Regular Production Option ZR2 is a special off-road/suspension package offered by General Motors on their mid-size pickup trucks and SUVs.

It debuted in 1994 on the Chevrolet S-10 and the GMC Sonoma pickup trucks. The Sonoma ZR2 was known as ZR2 High-Rider. In 1996 it was expanded to the two-door Chevrolet Blazer and later offered on the Chevrolet Tracker. The ZR2 package was gradually phased out with the S-Series pickup and SUV lines.
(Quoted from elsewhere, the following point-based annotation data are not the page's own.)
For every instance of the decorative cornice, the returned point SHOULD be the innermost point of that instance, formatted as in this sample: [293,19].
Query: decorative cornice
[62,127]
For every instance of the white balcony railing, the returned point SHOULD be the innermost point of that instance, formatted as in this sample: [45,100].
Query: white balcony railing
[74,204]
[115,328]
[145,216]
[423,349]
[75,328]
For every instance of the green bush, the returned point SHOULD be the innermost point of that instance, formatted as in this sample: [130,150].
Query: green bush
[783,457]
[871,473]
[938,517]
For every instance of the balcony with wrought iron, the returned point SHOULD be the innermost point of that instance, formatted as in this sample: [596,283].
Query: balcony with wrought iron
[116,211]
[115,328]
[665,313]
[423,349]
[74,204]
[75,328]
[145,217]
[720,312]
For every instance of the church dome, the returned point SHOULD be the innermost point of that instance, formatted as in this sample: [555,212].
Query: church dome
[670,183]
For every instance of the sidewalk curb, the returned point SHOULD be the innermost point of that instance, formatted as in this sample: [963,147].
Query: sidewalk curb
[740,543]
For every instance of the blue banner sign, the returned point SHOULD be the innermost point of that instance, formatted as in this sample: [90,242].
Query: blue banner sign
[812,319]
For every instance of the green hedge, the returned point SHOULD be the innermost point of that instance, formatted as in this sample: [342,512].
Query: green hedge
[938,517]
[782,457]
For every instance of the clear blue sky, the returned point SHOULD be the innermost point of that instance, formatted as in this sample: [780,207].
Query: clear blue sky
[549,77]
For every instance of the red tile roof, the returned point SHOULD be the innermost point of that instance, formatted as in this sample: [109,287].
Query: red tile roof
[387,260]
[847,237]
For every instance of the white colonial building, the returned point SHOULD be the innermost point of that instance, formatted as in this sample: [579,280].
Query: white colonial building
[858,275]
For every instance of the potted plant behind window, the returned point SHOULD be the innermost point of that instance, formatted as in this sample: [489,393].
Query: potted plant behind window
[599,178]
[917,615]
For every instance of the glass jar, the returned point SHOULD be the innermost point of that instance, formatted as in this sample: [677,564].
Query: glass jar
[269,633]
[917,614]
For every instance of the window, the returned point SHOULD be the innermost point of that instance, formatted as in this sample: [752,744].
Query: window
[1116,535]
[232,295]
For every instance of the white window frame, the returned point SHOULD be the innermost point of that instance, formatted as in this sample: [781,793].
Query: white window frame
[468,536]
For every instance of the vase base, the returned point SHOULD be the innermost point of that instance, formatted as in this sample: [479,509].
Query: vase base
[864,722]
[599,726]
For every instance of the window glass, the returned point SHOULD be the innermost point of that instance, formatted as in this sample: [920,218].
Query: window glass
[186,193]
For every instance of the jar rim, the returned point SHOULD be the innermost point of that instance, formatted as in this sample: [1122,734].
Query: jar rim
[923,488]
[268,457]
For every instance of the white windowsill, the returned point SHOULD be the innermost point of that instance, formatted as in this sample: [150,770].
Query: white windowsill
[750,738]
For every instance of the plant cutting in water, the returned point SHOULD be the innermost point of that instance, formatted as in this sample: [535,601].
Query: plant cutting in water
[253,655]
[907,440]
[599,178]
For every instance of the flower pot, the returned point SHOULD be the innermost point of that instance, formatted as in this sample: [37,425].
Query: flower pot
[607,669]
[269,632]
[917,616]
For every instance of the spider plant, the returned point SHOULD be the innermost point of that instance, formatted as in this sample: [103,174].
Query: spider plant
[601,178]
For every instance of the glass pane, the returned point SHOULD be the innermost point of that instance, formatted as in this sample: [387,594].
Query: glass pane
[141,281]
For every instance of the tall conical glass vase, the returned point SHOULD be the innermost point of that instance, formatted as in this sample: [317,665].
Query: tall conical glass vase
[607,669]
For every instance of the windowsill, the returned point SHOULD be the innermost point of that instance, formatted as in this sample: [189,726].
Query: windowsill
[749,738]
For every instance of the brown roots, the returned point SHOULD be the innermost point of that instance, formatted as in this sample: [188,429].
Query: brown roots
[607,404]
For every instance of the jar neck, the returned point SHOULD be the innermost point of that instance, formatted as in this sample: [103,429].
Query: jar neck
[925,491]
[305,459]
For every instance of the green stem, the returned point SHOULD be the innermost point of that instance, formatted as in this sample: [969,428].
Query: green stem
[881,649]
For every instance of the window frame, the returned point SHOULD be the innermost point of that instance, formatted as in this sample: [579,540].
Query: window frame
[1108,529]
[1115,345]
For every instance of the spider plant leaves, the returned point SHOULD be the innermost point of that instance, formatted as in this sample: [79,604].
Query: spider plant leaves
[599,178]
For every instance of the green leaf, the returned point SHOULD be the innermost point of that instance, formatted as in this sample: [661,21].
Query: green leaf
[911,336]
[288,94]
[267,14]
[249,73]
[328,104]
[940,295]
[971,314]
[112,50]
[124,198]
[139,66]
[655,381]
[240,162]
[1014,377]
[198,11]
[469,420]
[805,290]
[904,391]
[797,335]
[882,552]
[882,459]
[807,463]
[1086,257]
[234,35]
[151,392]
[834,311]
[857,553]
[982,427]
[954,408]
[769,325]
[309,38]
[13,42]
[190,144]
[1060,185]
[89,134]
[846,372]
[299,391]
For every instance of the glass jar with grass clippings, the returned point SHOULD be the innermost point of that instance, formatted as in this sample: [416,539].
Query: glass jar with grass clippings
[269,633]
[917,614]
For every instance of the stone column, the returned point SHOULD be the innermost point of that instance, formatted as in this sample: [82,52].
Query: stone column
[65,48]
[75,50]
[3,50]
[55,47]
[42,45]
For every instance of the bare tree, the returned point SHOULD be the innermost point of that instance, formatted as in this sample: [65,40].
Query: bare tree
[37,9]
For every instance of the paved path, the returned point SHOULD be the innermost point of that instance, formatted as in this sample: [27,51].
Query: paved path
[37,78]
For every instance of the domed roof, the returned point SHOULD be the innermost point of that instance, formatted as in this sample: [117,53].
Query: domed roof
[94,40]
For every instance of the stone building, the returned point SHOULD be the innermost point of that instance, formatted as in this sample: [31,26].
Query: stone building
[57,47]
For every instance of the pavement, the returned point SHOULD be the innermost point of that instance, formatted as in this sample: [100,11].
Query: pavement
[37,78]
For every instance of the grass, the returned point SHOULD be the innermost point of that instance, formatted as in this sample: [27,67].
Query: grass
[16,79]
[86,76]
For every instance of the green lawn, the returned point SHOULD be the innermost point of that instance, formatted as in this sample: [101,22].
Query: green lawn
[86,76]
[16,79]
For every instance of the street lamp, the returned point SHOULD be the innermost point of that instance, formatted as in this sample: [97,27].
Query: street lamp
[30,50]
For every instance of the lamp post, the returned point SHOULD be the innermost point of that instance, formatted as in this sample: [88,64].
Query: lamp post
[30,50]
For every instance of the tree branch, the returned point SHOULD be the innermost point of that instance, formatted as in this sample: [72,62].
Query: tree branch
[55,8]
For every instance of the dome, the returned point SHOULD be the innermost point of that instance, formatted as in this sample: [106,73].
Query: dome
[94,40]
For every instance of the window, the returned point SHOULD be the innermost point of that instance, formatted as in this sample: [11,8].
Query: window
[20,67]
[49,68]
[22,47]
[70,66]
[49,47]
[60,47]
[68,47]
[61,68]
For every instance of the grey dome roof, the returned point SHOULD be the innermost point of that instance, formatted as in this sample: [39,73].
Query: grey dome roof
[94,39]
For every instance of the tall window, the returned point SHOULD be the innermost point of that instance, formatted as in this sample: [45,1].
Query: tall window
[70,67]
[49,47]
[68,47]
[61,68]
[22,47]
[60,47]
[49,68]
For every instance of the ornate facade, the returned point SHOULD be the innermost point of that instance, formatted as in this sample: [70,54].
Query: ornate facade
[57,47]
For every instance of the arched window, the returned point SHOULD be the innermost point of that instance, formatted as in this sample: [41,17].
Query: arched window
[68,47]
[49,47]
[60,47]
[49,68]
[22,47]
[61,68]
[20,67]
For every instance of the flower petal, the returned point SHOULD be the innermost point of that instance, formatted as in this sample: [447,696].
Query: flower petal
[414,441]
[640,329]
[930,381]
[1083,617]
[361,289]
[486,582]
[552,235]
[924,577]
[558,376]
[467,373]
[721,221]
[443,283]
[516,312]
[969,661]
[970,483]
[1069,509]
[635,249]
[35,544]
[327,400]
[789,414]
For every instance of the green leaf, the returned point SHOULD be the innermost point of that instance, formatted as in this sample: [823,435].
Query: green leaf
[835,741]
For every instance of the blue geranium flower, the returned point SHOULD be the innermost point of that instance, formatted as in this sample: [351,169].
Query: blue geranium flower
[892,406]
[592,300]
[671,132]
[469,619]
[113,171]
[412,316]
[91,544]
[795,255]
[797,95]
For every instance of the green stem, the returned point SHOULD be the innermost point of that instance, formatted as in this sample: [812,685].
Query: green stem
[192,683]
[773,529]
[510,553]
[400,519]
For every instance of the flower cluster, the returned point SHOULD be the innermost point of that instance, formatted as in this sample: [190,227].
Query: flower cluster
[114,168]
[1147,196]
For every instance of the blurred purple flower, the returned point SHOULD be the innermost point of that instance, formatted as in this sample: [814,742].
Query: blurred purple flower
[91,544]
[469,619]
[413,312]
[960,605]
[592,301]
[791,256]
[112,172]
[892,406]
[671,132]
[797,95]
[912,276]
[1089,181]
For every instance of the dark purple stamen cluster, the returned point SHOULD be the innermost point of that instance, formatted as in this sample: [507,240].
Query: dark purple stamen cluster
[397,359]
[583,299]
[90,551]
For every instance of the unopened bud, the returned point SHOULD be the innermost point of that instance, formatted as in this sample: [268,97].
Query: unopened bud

However, it has made a comeback as an option on the 2017 Chevrolet Colorado.

==Colorado==

===Features===

- Standard 3.6L DI DOHC V6 with 308 horsepower and 275 lb-ft of torque
- Optional 2.8L Duramax Turbo-Diesel engine with 186 horsepower and 369 lb-ft of torque
- Front and rear wheel flares
- 2" front and rear lift
- 3.5" wider stance
- 31" Goodyear Wrangler Duratrac off-road tires
- Exclusive ZR2 17 x 8-inch aluminum alloy wheels
- Modified rear axle with a 3.42 ratio
- Front and rear electronic locking differentials
- Multimatic™ shocks (DSSV)
- Tubular rocker protection
- Modified front and rear bumpers for better off-road obstacle clearance
- Skid plates
- Aggressive grille and hood combo unique to ZR2
- Off-Road Mode Technology - Seamlessly pick between Desert, Mud or Mountains
- Optional full-size bed-mounted spare tire carrier

==S-Series==

===Features===

- Ladder-type Frame with modified mounting points
- 100mm wider track (3.9 inches wider than regular S-10)
- Increased ground clearance (Approx 3" over Regular S-Series 4x4)
- Enhanced front (7.25" ring gear) and rear (8.5" ring gear) axles w/ 3.73:1 rear-axle ratio
- Larger wheel and axle bearings
- 31 x 10.50" BFG A/T Tires (Pickup), 31 x 10.50" BFG Longtrails (Blazer)
- 46mm gas pressurized Bilstein Monotube shocks
- Rear track bar (Pickup), Rear anti-sway bar (Blazer)
- Skid plates
- Fender flares

==Tracker==

===Features===

- Front and rear wheel flares
- P215/75R-15 all-season tires
- Exclusive ZR2 alloy wheels
- Standard power windows and mirrors
- Front skid plate

==History==
- 1994 - ZR2 package is introduced with the Regular Cab second-generation S-Series Pickups
- 1995 - ZR2 package expanded to Extended Cab S-Series Pickups
- 1996 - ZR2 package extended to two-door Blazer models. Third door was offered on extended cab models.
- 1998 - Disc brakes are now standard on the front and rear wheels. Interior updated along with front grille and headlights.
- 1999 - GM replaces the aluminum skid plates with composite skid plates. Side mirrors are updated. (much stronger)
  - Last model year the ZR2 option was offered on a regular-cab pickup.
- 2001 - ZR2 package extended to Chevrolet Tracker
- 2002 - ZR2 Trackers were upgraded to the LT trim level, offering optional leather upholstery
- 2003 - During the production year, ZR2s begin shipping with General Ameritrac tires instead of BF Goodrich tires.
  - GM discontinues S-Series Pickups. This is the last year that the ZR2 is available on a pickup.
  - A GMC Jimmy ZR2 surfaces in Canada. The Jimmy ZR2 was unavailable in the USA.
- 2004 - ZR2 available on Blazer and Tracker models. For the first time, the ZR2 is offered in 2WD.
  - GM discontinues Tracker including ZR2 model.
- 2005 - This is the last year for the ZR2 Blazer (USA) and Jimmy (Canada)
  - GM discontinues all remaining S-Series models. RPO ZR2 is phased out.
- 2017 - GM reintroduces the ZR2 option on the Chevrolet Colorado.
- 2022 - GM introduces the ZR2 option on the Chevrolet Silverado 1500.
- 2023 - GM introduces the ZR2 option on the Chevrolet Silverado 2500HD.